Canadian Resources House Ltd. has completed its previously announced private placements pursuant to underwriting agreements with each of Haywood Securities Inc. and PowerOne Capital Markets Ltd. under which the company raised a gross total of $11.9-million through the sale of seven million Class A units at a price of 90 cents per unit and 3.5 million Class B units at a price of $1.60 per unit. All of the securities issued under the private placement are subject to a four-month hold period.

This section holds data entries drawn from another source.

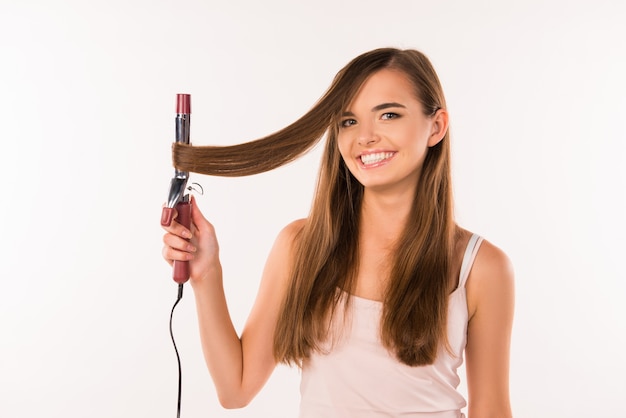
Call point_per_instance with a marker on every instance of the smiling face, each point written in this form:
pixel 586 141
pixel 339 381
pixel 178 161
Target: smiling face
pixel 384 134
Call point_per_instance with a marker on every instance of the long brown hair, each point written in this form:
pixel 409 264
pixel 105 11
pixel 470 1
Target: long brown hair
pixel 413 323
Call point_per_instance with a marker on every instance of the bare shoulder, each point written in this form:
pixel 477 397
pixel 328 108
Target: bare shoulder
pixel 491 279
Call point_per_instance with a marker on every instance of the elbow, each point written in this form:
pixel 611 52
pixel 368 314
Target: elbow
pixel 233 402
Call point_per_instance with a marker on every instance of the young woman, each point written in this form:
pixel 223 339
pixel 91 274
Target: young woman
pixel 378 294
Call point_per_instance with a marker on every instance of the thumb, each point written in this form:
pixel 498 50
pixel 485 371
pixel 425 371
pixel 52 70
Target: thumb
pixel 196 215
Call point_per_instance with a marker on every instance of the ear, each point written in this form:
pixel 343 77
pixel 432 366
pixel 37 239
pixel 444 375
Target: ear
pixel 439 127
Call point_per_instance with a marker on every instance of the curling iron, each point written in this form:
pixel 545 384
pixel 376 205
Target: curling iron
pixel 177 199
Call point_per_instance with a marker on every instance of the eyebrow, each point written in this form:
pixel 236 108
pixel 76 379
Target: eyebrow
pixel 378 108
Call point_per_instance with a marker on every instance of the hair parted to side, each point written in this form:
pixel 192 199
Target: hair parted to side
pixel 413 323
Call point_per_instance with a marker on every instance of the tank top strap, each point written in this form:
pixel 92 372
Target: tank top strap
pixel 468 258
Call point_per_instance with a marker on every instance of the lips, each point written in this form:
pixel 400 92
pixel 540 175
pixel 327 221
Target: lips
pixel 375 158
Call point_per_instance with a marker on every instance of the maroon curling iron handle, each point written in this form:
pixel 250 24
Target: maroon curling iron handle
pixel 177 198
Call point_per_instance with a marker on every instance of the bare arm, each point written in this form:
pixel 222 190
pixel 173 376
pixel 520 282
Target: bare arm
pixel 238 366
pixel 490 295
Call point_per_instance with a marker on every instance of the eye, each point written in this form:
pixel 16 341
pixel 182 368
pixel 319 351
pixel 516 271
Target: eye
pixel 347 123
pixel 389 116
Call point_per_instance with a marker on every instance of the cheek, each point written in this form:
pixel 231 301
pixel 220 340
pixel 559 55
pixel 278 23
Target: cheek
pixel 344 149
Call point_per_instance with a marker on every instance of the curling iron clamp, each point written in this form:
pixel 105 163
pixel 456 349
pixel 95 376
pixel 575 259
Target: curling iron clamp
pixel 177 199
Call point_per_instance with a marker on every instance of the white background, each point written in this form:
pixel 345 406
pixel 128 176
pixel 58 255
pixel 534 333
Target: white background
pixel 537 96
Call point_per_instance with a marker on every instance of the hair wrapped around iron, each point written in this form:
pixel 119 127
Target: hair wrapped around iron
pixel 413 323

Each Class A unit consists of one common share of the company and one-half of one Class A common share purchase warrant, with each whole Class A warrant being exercisable into one common share of the company on or before June 4, 2008, at an exercise price of $1.50 per common share. Each Class B unit consists of one common share of the company and one-half of one Class B common share purchase warrant with each whole Class B warrant being exercisable into one common share of the company on or before June 4, 2008, at an exercise price of $2.40 per common share.
The Class A warrants and the Class B warrants will be subject to forced conversion at the company’s election if the common shares of the company close at or above $2.25 in respect of the Class A warrants and $3.60 per share in respect of the Class B warrants (on a volume weighted average basis) for 25 consecutive trading days after April 5, 2007.

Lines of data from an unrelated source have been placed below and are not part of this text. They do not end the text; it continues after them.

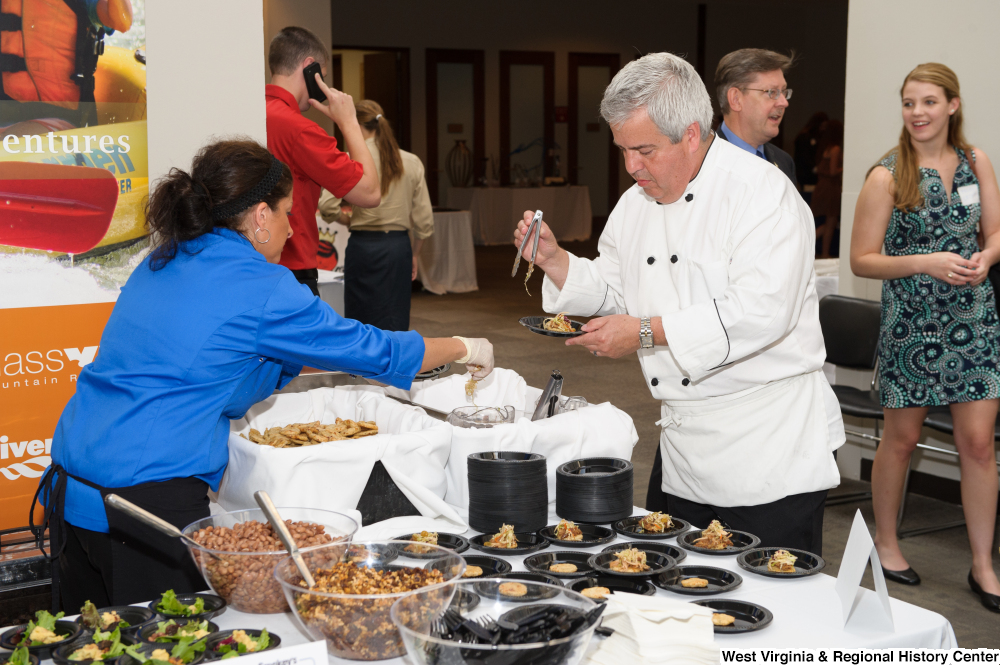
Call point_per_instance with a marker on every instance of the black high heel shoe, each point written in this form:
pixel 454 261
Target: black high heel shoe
pixel 990 601
pixel 908 576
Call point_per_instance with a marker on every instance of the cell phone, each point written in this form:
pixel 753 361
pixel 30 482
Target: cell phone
pixel 309 72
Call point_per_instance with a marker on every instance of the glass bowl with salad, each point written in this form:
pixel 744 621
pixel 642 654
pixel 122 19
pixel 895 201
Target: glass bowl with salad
pixel 201 606
pixel 233 643
pixel 99 646
pixel 42 634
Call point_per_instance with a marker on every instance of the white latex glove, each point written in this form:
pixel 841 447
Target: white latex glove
pixel 478 358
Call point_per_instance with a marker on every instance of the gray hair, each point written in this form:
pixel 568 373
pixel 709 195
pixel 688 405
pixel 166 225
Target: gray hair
pixel 670 90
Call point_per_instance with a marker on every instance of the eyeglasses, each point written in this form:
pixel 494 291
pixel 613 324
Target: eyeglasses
pixel 773 93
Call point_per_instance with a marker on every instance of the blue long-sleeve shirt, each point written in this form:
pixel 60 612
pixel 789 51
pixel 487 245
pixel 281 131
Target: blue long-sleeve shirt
pixel 191 346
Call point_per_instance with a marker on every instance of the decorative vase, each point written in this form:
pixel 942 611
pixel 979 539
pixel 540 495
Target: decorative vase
pixel 459 165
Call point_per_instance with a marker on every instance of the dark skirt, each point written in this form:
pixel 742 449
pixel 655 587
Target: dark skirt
pixel 378 266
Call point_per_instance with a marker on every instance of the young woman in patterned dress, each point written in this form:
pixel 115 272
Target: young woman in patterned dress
pixel 938 343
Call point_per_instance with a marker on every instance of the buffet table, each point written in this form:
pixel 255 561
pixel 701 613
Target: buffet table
pixel 495 210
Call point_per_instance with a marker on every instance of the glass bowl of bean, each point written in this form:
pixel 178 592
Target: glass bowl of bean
pixel 356 586
pixel 239 551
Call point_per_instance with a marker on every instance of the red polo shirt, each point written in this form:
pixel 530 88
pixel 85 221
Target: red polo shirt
pixel 316 163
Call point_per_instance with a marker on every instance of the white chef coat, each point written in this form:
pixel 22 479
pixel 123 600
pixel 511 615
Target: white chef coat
pixel 729 268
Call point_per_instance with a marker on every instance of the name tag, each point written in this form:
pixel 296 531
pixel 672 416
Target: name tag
pixel 969 194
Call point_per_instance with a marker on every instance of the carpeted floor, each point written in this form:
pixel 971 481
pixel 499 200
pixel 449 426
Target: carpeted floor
pixel 942 558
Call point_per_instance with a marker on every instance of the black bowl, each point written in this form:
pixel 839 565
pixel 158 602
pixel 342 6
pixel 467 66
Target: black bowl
pixel 213 642
pixel 541 563
pixel 527 543
pixel 148 630
pixel 742 541
pixel 450 541
pixel 755 561
pixel 491 565
pixel 719 580
pixel 674 553
pixel 615 584
pixel 749 616
pixel 657 563
pixel 592 536
pixel 490 588
pixel 213 606
pixel 629 527
pixel 70 629
pixel 534 324
pixel 137 617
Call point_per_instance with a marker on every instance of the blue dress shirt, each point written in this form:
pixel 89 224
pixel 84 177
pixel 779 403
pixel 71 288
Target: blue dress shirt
pixel 191 346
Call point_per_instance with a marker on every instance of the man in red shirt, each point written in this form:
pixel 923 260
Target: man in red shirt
pixel 310 152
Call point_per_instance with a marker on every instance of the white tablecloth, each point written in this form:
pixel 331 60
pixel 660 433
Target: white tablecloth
pixel 495 210
pixel 447 262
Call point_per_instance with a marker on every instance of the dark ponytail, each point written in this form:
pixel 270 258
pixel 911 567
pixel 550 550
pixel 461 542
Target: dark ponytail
pixel 180 207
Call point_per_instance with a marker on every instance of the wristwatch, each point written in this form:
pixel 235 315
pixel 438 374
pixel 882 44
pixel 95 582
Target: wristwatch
pixel 645 333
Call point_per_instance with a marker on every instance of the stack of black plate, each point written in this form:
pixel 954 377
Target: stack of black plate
pixel 595 490
pixel 507 488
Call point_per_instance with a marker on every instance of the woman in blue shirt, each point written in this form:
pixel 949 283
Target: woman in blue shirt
pixel 205 327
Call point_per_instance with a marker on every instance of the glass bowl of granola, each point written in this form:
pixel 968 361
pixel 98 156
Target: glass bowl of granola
pixel 356 585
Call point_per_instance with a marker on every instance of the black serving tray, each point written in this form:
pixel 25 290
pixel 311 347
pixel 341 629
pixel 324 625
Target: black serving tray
pixel 639 587
pixel 755 561
pixel 592 536
pixel 657 563
pixel 742 541
pixel 534 324
pixel 629 527
pixel 528 543
pixel 749 616
pixel 540 563
pixel 719 580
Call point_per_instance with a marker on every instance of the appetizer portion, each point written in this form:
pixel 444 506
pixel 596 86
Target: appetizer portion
pixel 567 530
pixel 715 537
pixel 170 605
pixel 655 523
pixel 239 643
pixel 41 630
pixel 629 561
pixel 505 539
pixel 429 537
pixel 782 561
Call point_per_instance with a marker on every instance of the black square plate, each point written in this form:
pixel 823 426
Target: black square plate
pixel 527 543
pixel 755 561
pixel 719 580
pixel 749 616
pixel 592 536
pixel 542 562
pixel 742 541
pixel 629 527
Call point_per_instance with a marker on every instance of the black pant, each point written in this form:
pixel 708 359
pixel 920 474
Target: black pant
pixel 795 521
pixel 378 267
pixel 309 277
pixel 134 562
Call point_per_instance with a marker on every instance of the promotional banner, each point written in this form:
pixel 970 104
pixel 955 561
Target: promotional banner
pixel 73 181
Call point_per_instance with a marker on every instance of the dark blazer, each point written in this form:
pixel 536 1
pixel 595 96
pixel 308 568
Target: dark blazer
pixel 776 156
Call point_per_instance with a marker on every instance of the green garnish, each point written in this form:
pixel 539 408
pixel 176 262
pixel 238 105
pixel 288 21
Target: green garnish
pixel 170 605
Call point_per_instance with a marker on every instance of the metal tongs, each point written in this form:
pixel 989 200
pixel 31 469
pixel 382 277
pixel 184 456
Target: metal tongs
pixel 536 225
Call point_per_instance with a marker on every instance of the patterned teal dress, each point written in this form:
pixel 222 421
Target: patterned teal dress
pixel 938 342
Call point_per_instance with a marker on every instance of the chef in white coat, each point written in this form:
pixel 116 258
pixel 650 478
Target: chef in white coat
pixel 706 270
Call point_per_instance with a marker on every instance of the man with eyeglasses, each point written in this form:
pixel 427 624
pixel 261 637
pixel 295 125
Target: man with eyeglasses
pixel 752 93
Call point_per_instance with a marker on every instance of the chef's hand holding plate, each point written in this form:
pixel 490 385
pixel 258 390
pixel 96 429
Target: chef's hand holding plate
pixel 479 357
pixel 612 336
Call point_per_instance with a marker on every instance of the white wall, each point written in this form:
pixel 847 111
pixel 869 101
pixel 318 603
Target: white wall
pixel 203 77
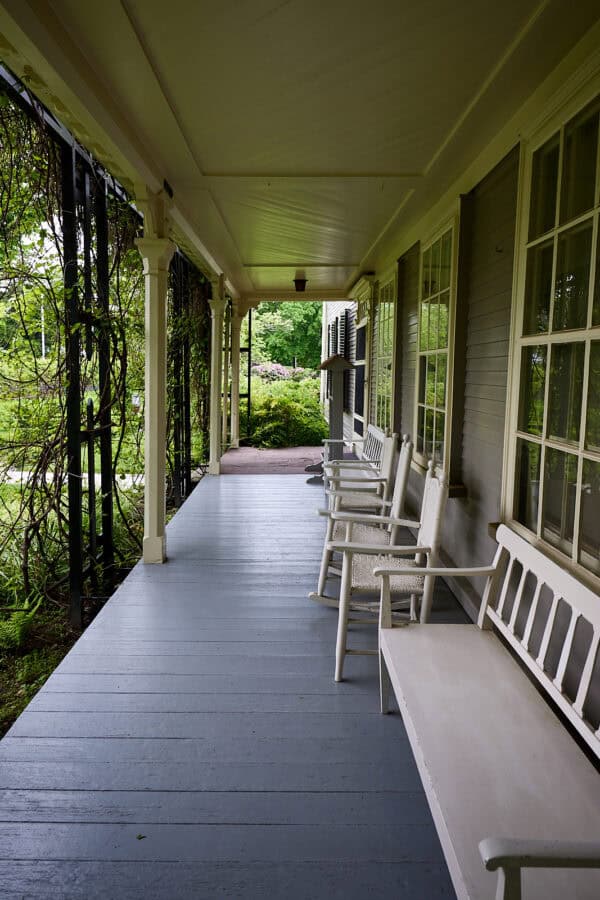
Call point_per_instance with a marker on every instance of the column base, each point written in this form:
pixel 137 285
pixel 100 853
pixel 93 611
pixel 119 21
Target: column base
pixel 155 549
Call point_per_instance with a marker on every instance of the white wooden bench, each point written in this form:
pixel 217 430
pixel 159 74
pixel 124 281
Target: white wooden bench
pixel 364 475
pixel 509 788
pixel 371 451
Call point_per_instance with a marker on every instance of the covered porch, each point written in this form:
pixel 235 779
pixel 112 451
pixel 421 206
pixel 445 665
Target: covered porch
pixel 193 743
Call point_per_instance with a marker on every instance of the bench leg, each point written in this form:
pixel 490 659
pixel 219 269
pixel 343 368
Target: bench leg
pixel 509 884
pixel 385 685
pixel 343 609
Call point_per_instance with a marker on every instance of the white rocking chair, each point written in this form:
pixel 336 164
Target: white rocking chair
pixel 360 559
pixel 363 487
pixel 369 530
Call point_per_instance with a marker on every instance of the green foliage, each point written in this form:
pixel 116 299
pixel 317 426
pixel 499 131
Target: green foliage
pixel 24 670
pixel 286 414
pixel 287 333
pixel 15 628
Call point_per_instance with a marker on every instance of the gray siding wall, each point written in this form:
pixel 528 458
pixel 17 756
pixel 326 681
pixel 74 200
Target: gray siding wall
pixel 487 266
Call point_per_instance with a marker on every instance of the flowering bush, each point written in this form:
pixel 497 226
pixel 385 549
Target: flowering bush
pixel 275 371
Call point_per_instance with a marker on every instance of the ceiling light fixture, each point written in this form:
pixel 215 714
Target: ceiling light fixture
pixel 300 283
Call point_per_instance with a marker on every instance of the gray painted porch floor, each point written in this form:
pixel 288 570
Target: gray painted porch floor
pixel 193 744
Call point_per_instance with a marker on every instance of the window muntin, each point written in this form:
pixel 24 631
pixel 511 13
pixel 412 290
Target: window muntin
pixel 381 358
pixel 434 332
pixel 557 451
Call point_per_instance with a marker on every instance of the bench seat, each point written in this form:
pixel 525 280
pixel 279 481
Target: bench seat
pixel 493 757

The underwriters received a commission of 6 per cent of the gross proceeds of the offering which was satisfied in part by the issue of 105,000 Class A units to each of Haywood Securities and PowerOne Capital Markets at a deemed price of 90 cents each and 75,000 common shares to Haywood Securities at a deemed price of $1.60 each. In addition, the underwriters were granted compensation options equal to 6 per cent of the Class A units and 6 per cent of the Class B units sold pursuant to the offering. The 420,000 compensation options issued in respect of the Class A units are exercisable at 90 cents per Class A unit and the 210,000 compensation options issued in respect of the Class B units are exercisable at $1.60 per Class B unit during the period of 18 months following closing.
Net proceeds from the offering will be used to finance the advancement of the Kitongo uranium project in northern Cameroon to prefeasibility study, finalize joint venture for acquisition of brownfield projects in Eastern Europe and Africa, initiate reconnaissance and continue investigation of other areas of interest in Africa, and for working capital and general corporate purposes.